Tracy Purinton, director of the MIT Leadership Center, says MIT LeaderShape is also an opportunity for faculty and staff facilitators and students to “explore together what leadership means to them, what leadership means in the context of community, and what leadership means in terms of bringing positive change into the world.”

Each individual creates a plan of action designed to improve the world on a range of topics: apathy, diversity and social justice, education, health care, and technological innovation. From engagement in powerful simulations, activities, and discussions, students learn how to develop their visions in a thoughtful and systematic way that they can execute or carry with them through their lifetime.

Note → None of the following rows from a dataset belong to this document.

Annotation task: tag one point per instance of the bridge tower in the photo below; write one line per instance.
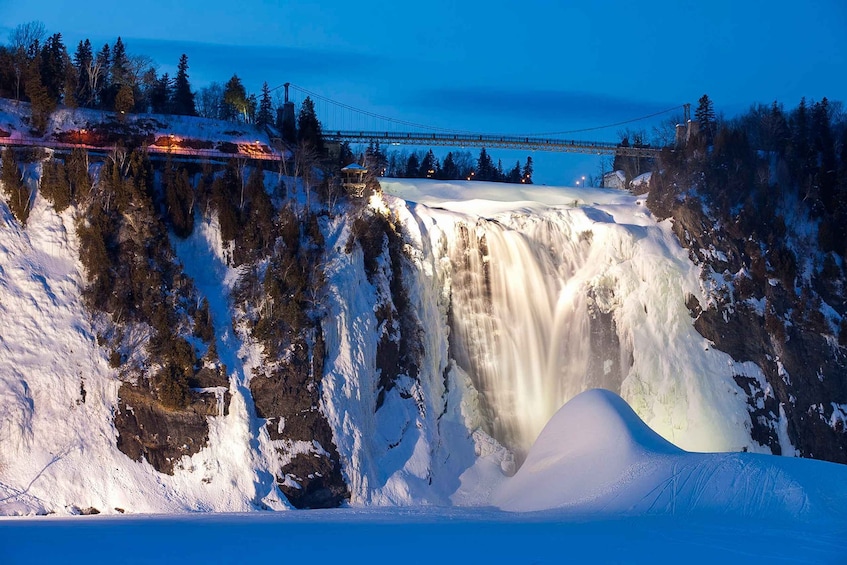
(289, 129)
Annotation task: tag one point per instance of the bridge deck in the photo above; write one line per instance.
(492, 141)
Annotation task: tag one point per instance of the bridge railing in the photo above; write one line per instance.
(499, 141)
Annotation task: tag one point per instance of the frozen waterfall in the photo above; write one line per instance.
(547, 299)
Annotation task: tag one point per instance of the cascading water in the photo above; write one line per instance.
(544, 301)
(520, 323)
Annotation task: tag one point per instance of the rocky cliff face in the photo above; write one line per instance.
(761, 310)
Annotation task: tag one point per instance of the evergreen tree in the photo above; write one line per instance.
(100, 77)
(124, 101)
(823, 145)
(183, 98)
(161, 95)
(52, 68)
(119, 70)
(17, 194)
(265, 115)
(235, 100)
(449, 170)
(83, 60)
(413, 166)
(42, 103)
(527, 171)
(515, 174)
(54, 184)
(252, 107)
(429, 165)
(706, 121)
(309, 128)
(485, 167)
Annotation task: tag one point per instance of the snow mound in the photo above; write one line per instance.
(597, 455)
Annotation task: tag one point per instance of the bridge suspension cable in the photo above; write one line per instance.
(378, 121)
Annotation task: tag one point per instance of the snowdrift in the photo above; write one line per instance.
(596, 455)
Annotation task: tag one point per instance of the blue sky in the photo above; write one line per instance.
(501, 66)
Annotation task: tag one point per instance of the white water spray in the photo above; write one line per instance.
(546, 301)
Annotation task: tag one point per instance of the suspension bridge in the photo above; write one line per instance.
(344, 123)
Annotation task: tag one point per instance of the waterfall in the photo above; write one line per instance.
(542, 302)
(521, 314)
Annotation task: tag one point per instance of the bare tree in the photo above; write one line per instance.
(24, 41)
(94, 74)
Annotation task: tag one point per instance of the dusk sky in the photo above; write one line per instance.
(501, 66)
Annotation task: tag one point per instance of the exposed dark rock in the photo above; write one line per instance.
(608, 363)
(161, 436)
(804, 365)
(289, 398)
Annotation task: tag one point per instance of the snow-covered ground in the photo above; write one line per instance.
(598, 483)
(598, 486)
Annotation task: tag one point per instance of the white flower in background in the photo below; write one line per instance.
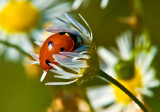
(75, 65)
(78, 3)
(132, 68)
(21, 22)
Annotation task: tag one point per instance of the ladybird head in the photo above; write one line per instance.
(55, 44)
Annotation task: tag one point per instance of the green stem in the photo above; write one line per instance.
(115, 82)
(15, 47)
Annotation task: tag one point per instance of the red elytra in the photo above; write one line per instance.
(53, 45)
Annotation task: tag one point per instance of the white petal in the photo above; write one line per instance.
(64, 73)
(43, 76)
(107, 57)
(82, 48)
(69, 62)
(60, 83)
(56, 67)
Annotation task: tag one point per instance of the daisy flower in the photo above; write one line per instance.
(80, 64)
(78, 3)
(77, 62)
(21, 21)
(131, 67)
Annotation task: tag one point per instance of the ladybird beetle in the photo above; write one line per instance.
(56, 43)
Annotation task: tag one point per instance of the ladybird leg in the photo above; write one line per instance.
(60, 83)
(43, 76)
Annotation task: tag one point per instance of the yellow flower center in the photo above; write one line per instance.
(131, 85)
(19, 16)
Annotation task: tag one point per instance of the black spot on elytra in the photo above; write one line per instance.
(62, 33)
(62, 49)
(47, 62)
(77, 40)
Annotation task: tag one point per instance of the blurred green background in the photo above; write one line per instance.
(19, 93)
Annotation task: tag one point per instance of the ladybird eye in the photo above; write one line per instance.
(50, 44)
(47, 62)
(62, 49)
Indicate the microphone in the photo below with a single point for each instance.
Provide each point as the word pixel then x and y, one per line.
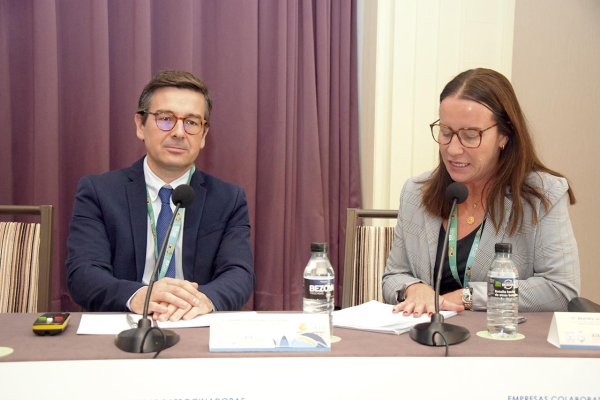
pixel 426 332
pixel 145 338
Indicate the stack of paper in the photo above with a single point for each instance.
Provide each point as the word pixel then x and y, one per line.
pixel 378 317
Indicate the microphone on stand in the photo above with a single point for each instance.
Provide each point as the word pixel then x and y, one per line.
pixel 426 332
pixel 145 338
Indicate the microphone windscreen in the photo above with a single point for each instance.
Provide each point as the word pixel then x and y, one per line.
pixel 183 195
pixel 458 191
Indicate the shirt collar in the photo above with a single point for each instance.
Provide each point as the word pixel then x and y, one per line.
pixel 154 183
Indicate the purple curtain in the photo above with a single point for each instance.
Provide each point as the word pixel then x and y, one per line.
pixel 284 126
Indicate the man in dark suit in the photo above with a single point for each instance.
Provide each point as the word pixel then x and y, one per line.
pixel 115 230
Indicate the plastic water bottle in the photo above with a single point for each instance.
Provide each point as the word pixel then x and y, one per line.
pixel 319 283
pixel 503 294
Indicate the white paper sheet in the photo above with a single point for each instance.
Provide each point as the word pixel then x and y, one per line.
pixel 112 324
pixel 377 317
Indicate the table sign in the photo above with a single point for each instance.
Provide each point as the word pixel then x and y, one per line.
pixel 270 332
pixel 572 330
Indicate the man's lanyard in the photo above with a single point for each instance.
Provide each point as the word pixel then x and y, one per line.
pixel 452 247
pixel 174 231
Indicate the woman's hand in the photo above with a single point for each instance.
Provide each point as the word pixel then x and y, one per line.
pixel 420 298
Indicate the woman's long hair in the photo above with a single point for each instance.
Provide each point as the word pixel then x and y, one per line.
pixel 517 159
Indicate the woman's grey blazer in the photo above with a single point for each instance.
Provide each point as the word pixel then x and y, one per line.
pixel 545 254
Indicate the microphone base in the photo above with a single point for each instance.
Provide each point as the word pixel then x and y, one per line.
pixel 427 332
pixel 146 340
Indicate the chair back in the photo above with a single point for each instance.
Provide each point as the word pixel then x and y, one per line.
pixel 366 252
pixel 25 259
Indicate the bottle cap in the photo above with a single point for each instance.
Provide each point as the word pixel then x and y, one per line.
pixel 318 247
pixel 503 248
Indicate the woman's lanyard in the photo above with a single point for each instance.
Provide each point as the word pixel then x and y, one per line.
pixel 452 249
pixel 174 232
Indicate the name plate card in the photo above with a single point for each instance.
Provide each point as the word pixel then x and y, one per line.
pixel 270 332
pixel 570 330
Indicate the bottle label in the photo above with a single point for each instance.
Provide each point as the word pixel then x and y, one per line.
pixel 318 289
pixel 503 287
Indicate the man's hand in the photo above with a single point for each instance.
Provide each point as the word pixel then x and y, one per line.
pixel 176 313
pixel 167 291
pixel 420 298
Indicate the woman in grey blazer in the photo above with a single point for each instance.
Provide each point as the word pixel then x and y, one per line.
pixel 484 143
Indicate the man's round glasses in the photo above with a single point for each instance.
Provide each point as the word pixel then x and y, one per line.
pixel 468 137
pixel 166 121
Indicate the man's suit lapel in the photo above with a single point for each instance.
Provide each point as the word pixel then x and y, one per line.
pixel 138 214
pixel 191 225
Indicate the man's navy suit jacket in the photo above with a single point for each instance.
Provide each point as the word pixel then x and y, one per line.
pixel 108 233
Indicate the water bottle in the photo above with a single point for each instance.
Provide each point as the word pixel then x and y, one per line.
pixel 503 294
pixel 319 283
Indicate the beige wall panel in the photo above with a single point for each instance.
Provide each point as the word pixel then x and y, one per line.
pixel 556 74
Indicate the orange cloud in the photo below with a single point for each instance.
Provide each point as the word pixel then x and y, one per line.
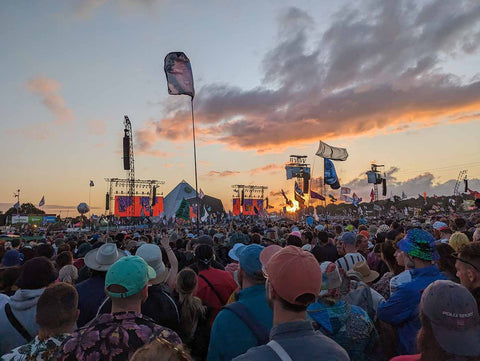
pixel 226 173
pixel 273 167
pixel 47 89
pixel 96 127
pixel 363 76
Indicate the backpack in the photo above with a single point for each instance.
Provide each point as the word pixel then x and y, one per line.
pixel 361 296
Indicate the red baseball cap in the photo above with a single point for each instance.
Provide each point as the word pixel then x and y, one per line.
pixel 292 272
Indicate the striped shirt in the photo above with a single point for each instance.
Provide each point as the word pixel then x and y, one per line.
pixel 348 261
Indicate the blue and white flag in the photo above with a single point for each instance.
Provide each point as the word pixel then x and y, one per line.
pixel 330 175
pixel 298 190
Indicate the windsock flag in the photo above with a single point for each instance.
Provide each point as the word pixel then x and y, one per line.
pixel 179 74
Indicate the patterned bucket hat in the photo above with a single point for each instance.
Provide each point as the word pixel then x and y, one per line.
pixel 420 244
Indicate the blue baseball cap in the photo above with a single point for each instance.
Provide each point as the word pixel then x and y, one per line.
pixel 12 258
pixel 349 238
pixel 419 243
pixel 132 273
pixel 249 259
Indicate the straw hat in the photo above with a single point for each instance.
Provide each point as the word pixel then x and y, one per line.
pixel 100 259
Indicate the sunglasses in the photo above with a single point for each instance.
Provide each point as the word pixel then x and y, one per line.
pixel 455 255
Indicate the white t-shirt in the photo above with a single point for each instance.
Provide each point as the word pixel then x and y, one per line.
pixel 348 261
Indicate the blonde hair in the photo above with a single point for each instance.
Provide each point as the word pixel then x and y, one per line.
pixel 457 240
pixel 192 308
pixel 160 349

In addition to working and providing feedback on their visions in large groups, participants also have the opportunity to interact with renowned MIT faculty and administrators, known as cluster facilitators, in smaller group settings.

This year’s cluster facilitators included Suzy Nelson, vice president and dean of student life; Judy “JJ” Jackson, diversity and inclusion officer; Joseph Granado, associate director of student activities and leadership; Akunna Rosser, assistant director for prehealth advising; and Shawn Ferullo, chief of orthopedics and student health.

The MIT LeaderShape program, which started in 1995, is a partnership between MIT and LeaderShape Inc., a non-profit organization in Champaign, Illinois, that provides materials and the complete curriculum to all campus-based LeaderShape programs nationwide.

Over the years, the LeaderShape program has allowed many students to reflect on the impact they can make as leaders in the world, says MIT Vice President Kirk Kolenbrander.

“Students leave the experience with a plan of action that guides them for many years to come,” Kolenbrander says. “But what they leave with MIT is a deep and lasting commitment to improving our community.”